Most managers I meet would never want their products to have these unintended consequences. Yet, they point to the incentives and constraints presented by their organization’s goal-setting process as unmoveable obstacles to building ethical products.
However, I’m here to tell you there’s a way to ethics-proof your goal-setting at work — to push back against those incentives and constraints. That way: an idea called “inversion.”
Charlie Munger, Warren Buffett’s longtime right-hand man at Berkshire Hathaway, has been quoted as saying, “All I want to know is where I’m going to die, so I’ll never go there.” In other words, he elaborated, it is essential to consider what could go wrong in advance so that, in pursuit of one’s goals, one can avoid unintended consequences.
In practice, as applied to goal-setting, this “inversion” process is quite simple. The three steps:
When your manager asks you to lay out your goals or your OKRs, write them as you ordinarily would.
Then, take a look at them and ask yourself, “If I am successful in achieving these goals, what could possibly go wrong in the short term? What could go wrong in the long term?” List those “death scenarios” as well on a separate column of your spreadsheet or on a sheet of paper.
Finally, ask yourself, “How might I adjust my goal-setting to account for these worst-case possibilities?” Likely there is a caveat or a phrasing change that can help you maintain your quantitative objective while acknowledging ethical risks. If you feel like you need to, consult your manager about those changes. Adjust your goals accordingly.

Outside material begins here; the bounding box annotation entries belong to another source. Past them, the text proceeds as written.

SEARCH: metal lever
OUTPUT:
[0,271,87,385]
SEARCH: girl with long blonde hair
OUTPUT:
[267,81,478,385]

Through this process, if you are confronted with ethical dilemmas at work, you can simply point back at the goals you set. If you and your manager have already agreed to an ethical path, it will help make ethical decision-making in the moment a little bit easier.
Is it possible to consider every potential ethical pitfall presented by your quarterly goals? No. Is this “inversion” mental model enough to prevent your colleagues and superiors from committing ethical breaches? No. And, even if every employee at every tech company were to follow this process, would it be sufficient to ensure that products are built and deployed in an ethical manner? Absolutely not.
However, these simple inversion questions can help you feel secure in the goals you set — at least from an ethical perspective — without deviating from the metrics that your boss and investors care about most.
Give them a try next quarter and let me know how they work out for you.